GOOD MORNING,
The commitment-of-trader's report will be out tonight. Will it show that the managed money funds flipped from a long to a short position in corn? If so, the position is probably not a large one, but it does represent a willingness on the part of the funds to be net short Ag commodities across the board. If funds do wind up short corn, it will be the first time they have been short since last May.
The Pro Farmer crop tour begins next week, but there could have been a foreshadowing of things to come today. After the close, a "digital" yield tour sponsored by DTN and Progressive Farmer found yields in Illinois, Indiana and Ohio that were much below the August WASDE numbers (12-15 percent). If funds just got short corn, it would not take much to set the stage for a bear trap; just a turn of weather to warm and dry plus bullish findings and the worm could turn.
In the meantime, consumers got some important coverage on at lower levels of trade with the hard break in grains and beans/meal. Soyoil prices remain firm with NOPA oil stocks tight and the indication there has been a good rate of consumption.
WEATHER
There is just enough rain to keep the corn and bean bears happy, along with extended NOAA 30/90 day maps that look non-threatening as well. The 6/10 plus 8/14-day maps are warm and wet along with cooler than normal September temperatures, which may show that the next issue for crops is not moisture, but a cold snap that brings an early frost. Weather short-term is bearish, and current rains will help the crops in the areas that receive them.
BUSINESS
Egypt's GASC purchased 175,000 mt of Russian wheat and 120,000 mt of Ukrainian wheat. Korean buyers were looking at US corn with the hard break this week, but still are likely to purchase out of South America.
ANNOUNCEMENTS
China's Ag Ministry reported that the Chinese hog herd shrank 32 percent in July from year ago, which was worse than June where it shrank by 26 percent.

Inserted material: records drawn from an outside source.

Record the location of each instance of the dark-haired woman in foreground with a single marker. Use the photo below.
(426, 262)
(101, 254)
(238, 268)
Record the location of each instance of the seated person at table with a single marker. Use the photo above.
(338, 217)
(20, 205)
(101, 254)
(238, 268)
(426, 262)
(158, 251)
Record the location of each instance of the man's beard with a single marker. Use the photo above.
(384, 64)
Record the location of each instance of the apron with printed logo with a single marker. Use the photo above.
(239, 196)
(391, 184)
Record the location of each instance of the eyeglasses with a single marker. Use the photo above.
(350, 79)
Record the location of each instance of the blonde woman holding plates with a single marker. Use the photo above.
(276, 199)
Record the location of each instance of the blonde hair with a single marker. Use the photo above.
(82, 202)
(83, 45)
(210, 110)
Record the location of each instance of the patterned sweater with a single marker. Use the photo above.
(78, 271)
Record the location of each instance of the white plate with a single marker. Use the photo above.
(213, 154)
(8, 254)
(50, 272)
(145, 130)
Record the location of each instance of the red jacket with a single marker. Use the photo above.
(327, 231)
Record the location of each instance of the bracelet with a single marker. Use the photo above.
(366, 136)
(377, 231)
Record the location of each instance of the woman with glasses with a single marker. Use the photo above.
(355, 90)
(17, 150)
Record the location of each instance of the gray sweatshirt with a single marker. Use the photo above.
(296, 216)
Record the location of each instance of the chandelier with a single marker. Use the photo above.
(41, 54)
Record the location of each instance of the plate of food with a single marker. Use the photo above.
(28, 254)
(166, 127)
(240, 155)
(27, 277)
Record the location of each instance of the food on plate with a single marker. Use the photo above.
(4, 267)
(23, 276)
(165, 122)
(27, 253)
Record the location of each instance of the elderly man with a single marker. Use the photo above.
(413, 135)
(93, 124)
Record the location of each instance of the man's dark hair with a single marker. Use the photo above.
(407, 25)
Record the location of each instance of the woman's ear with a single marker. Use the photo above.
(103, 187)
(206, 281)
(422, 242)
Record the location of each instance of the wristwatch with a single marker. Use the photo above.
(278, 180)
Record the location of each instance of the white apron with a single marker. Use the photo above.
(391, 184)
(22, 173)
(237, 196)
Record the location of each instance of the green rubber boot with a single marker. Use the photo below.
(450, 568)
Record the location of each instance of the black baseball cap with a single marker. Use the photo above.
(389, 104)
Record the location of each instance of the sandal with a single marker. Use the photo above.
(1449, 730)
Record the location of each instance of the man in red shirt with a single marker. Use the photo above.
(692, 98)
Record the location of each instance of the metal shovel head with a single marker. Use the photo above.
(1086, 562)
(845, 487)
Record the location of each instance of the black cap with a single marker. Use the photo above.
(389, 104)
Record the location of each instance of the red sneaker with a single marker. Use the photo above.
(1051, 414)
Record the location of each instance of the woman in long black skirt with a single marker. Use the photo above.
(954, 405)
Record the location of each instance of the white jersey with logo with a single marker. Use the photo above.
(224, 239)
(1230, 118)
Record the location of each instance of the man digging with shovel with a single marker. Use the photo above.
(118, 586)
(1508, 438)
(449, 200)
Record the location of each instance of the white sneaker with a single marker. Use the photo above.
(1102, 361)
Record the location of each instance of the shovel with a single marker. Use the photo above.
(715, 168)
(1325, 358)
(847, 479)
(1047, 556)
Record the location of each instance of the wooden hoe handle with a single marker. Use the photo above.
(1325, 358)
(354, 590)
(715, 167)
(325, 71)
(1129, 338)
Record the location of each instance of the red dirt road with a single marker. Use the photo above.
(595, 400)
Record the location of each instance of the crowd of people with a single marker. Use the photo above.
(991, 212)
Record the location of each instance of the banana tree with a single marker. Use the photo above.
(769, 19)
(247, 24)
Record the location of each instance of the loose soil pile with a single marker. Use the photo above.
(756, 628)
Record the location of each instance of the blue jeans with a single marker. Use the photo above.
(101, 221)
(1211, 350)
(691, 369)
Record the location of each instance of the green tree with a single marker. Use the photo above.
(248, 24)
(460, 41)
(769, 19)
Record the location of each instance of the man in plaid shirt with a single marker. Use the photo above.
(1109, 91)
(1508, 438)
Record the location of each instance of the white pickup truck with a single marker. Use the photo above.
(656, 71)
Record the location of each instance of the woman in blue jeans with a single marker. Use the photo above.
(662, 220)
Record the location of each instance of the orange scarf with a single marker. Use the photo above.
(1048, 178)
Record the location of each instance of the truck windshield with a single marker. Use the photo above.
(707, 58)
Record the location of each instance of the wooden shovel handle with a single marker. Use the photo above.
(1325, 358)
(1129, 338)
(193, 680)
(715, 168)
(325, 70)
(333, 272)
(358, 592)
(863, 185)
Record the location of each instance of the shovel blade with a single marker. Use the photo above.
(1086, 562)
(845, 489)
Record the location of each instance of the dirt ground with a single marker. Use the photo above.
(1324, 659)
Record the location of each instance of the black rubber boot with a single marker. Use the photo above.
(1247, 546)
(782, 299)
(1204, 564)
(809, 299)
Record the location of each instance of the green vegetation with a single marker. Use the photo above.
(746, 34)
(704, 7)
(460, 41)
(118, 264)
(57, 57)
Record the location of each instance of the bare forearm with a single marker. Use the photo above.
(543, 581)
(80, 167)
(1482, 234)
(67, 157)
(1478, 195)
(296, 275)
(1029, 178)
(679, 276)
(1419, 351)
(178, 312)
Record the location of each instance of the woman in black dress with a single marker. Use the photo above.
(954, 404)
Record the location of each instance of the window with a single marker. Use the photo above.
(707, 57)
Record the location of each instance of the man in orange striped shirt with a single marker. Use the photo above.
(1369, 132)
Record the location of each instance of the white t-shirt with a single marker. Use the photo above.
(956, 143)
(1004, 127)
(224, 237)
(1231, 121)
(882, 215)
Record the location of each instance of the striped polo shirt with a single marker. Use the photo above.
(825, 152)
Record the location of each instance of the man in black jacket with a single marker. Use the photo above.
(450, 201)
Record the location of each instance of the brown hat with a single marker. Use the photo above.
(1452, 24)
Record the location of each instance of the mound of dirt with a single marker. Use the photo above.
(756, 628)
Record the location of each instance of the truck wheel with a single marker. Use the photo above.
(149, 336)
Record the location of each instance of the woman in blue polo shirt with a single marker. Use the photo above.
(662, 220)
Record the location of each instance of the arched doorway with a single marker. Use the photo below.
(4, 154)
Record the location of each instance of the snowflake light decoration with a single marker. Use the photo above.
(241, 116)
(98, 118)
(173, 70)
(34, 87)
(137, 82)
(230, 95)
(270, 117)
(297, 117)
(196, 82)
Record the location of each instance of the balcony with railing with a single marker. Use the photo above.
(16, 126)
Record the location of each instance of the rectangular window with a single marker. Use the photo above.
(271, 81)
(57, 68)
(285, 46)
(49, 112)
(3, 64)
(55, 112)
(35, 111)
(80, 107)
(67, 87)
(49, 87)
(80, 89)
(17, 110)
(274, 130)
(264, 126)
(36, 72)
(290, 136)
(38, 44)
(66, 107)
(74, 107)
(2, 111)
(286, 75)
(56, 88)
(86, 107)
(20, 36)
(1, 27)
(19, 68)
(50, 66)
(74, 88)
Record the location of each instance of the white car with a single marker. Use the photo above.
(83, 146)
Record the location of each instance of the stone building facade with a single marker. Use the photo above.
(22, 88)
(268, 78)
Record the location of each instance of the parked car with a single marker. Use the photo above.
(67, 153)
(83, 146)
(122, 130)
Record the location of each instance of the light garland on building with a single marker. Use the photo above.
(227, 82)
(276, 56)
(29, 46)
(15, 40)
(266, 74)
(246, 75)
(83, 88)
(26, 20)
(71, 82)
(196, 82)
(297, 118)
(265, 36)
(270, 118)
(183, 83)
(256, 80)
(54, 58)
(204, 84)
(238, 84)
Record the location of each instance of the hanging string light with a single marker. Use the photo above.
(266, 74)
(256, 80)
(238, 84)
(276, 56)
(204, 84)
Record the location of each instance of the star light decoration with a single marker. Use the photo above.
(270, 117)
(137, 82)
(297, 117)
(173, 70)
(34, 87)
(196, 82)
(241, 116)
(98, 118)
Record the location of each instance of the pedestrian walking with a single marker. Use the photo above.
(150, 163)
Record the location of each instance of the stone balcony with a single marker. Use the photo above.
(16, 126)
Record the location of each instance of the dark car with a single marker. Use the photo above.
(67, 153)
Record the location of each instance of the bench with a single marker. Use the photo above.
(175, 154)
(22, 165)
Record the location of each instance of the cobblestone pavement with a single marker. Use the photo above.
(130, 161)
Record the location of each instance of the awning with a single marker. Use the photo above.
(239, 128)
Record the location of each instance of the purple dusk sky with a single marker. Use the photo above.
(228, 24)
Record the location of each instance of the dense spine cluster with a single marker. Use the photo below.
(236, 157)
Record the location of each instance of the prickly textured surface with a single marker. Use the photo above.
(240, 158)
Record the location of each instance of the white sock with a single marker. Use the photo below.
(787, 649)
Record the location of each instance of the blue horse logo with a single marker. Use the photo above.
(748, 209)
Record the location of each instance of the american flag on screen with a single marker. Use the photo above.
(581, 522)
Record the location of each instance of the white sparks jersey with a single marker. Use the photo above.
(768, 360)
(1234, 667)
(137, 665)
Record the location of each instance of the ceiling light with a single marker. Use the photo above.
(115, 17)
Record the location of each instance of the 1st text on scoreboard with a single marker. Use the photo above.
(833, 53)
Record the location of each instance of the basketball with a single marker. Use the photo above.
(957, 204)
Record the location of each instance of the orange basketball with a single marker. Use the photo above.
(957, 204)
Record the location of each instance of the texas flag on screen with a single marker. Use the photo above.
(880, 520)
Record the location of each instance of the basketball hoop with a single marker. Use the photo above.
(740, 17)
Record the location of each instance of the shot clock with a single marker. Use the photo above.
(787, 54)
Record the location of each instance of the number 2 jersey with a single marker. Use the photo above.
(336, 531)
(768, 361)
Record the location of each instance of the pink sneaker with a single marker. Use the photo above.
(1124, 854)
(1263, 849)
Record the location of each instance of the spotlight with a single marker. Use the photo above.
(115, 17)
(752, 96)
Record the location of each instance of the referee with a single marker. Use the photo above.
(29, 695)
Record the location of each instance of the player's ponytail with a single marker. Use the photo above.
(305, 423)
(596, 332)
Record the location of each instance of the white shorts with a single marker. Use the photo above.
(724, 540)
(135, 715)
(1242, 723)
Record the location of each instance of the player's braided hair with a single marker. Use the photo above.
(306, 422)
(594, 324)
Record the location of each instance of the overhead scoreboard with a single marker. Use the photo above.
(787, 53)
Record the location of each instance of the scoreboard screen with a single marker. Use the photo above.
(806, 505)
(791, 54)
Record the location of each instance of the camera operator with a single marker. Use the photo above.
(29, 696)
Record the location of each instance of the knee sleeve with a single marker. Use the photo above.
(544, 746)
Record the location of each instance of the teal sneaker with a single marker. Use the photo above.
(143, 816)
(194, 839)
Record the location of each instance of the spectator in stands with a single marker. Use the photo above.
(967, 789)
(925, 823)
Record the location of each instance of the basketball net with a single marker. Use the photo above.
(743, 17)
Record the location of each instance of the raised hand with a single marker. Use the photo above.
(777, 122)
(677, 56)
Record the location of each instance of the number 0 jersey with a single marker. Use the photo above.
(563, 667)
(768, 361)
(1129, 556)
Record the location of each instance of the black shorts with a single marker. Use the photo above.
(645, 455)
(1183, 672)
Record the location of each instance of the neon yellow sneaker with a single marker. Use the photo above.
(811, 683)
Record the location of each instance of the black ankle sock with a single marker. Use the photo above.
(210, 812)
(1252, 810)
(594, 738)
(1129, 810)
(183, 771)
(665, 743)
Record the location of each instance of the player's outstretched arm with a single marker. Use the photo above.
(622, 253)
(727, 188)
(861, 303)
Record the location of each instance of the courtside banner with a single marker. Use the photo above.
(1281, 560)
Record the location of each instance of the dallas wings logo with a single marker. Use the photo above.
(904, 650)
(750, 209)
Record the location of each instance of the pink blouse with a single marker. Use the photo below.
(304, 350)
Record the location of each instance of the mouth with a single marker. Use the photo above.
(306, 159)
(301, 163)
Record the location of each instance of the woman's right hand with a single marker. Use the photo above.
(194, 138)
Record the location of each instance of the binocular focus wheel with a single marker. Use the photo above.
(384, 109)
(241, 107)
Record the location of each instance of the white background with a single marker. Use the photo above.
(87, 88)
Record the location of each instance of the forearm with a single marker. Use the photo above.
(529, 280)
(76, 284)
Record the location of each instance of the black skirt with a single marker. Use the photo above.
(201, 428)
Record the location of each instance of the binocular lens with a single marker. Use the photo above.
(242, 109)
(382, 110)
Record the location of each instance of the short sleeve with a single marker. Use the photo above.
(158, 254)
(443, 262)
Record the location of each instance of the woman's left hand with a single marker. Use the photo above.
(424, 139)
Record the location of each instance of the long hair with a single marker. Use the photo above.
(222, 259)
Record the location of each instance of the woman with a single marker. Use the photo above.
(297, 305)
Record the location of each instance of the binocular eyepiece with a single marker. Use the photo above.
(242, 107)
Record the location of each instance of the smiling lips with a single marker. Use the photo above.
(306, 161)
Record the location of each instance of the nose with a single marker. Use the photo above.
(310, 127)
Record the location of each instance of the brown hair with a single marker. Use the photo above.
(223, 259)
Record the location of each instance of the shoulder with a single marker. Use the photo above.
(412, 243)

Trump said Thursday that the US and Chinese negotiators were holding "productive" talks and expected them to meet in September despite US tariffs on over $125 bln worth of Chinese imports taking effect Sep 1.
CALLS
Calls this morning are higher across the board on a weekend short-covering bounce:
beans: 3-5 higher
meal: 1.20-1.50 higher
soyoil: 10-14 higher
corn: 2 1/2-3 higher
wheat: 1 1/2-2 higher
OUTSIDE MARKETS
Outside markets feature firmer crude oil, trading up to $55.67/barrel, and a firmer US dollar trading up to 98.30. Gold prices are lower down $8.00 to $1511.40/oz, while the Dow rallies 230 pts on comments from Trump which indicate that talks there could be a September meeting despite all the negative rhetoric.
TECH TALK
On this Friday we find that the theme of trade is consolidation as we retrace some of this week's break.
Corn prices hit a new low yesterday at $3.69 with a good close, but technically the chart has not put in a bottom. Trendline support is under the Dec corn market at $3.65/$3.67 on another break if we cannot get back over $3.75. Lower support at $3.67 in Dec corn also fulfills a projected target low.
December wheat has trendline support once again at $4.70 as we appear ready to form a $4.70-$4.85 trading range. November beans attempt to stabilize posting double lows at $8.70. ON another challenge trendline channel support is close by at $8.68/$8.70, and think it probably holds for further $8.75/$9.00 definition trade.
December meal turns lower from recovery trade but has trendline support at $295.00 on a break of size. Given that we begin the day close to the lows, we could challenge $296.00 again, but think we remain in a $295.00-$300.00 trading range.
Dec soyoil futures once again sit over the 200-day moving average of 2945c, making it an extremely important level that must hold in order to rally back to 3025c trading range highs. The chart will look toppy on any trade now back under 2945c, and if long would book a profit should we violate this level.
DECEMBER CORN
The structure at the top of the chart was about 53c in scope to the topside of $4.20 (4.73 ctr high), with $4.20 having been defined as a key pivotal support low in a previous bullish scenario. We have now traveled nearly 53c down from $4.20 (would be $3.67) which sometimes fulfills projections once a different pattern emerges. Therefore, while the overall low has yet to be defined, it looks like we are coming close to what may be temporary support just off pattern projections.
Because we are not so far away from our low of $3.69, we could walk back and eventually test it to make sure it can hold. If short, would probably elect to take something off at this point, and the rest in case we fill the overhead gap at $3.88/$3.92 with a settlement back over. Look to probably be in the early process of forming a trading range from $3.67-$3.87.